Statins effectively lower LDL-cholesterol levels, but residual cardiovascular risk remains, particularly in patients with low levels of HDL cholesterol. Inhibition of the cholesteryl ester transfer protein (CETP) with torcetrapib successfully elevated HDL-cholesterol levels, but unexpectedly increased cardiovascular morbidity and mortality. Dalcetrapib is a novel CETP inhibitor, and results from the phase IIb dal-VESSEL trial now show that the drug is safe and tolerable.

Investigators randomly allocated 476 patients with, or at risk of, coronary heart disease, HDL-cholesterol levels <50 mg/dl, and target LDL-cholesterol levels (<100 mg/dl) to receive either dalcetrapib 600 mg or placebo daily, in addition to standard therapy, which included statins. After 36 weeks of follow-up, placebo-corrected HDL-cholesterol levels had increased by 31% (P <0.0001).

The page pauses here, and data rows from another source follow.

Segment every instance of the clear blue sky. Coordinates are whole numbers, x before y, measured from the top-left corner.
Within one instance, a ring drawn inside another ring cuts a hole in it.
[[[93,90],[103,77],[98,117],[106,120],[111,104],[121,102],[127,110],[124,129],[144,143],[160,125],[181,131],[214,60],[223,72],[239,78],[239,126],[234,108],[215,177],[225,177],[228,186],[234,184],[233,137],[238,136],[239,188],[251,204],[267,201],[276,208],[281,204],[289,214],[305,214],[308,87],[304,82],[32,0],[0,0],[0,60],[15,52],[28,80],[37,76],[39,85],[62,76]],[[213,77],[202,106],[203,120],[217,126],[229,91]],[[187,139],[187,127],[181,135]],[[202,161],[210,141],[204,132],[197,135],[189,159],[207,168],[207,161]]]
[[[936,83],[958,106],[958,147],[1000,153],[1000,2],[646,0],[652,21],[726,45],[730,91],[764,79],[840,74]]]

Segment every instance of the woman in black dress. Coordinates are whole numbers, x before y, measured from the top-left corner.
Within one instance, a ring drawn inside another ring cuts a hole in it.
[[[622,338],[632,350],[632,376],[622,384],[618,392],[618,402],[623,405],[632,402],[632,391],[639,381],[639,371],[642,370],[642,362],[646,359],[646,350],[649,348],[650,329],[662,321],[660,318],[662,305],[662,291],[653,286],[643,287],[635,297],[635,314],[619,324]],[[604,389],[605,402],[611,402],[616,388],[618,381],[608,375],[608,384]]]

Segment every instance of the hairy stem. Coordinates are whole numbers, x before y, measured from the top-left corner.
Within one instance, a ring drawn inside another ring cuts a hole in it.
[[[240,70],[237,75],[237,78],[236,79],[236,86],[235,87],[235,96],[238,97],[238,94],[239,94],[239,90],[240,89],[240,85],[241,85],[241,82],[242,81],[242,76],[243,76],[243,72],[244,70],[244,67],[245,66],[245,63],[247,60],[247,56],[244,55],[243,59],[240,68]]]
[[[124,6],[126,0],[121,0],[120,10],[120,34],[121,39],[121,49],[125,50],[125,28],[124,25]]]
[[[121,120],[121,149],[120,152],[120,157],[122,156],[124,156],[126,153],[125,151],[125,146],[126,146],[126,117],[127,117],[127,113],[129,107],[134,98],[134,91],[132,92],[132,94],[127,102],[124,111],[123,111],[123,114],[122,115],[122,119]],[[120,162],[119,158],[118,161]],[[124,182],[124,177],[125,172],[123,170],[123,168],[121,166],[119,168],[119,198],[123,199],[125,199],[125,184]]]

The placebo-corrected ambulatory systolic and diastolic blood pressures were not statistically different from baseline at 4 weeks (one of the two prespecified end points) or at 36 weeks. Placebo-corrected flow-mediated dilatation of the right brachial artery after 5 min of cuff occlusion—a measure of endothelial function—was also unchanged from baseline at 12 weeks (the other prespecified end point) and at 36 weeks. Additionally, biomarkers of inflammation, oxidative stress, and coagulation were shown to be unchanged at 36 weeks.

These data indicate that dalcetrapib safely increases HDL-cholesterol levels without adversely affecting endothelial function. The long-term efficacy of the drug is being assessed in the phase III dal-PLAQUE 2 and dal-OUTCOMES trials.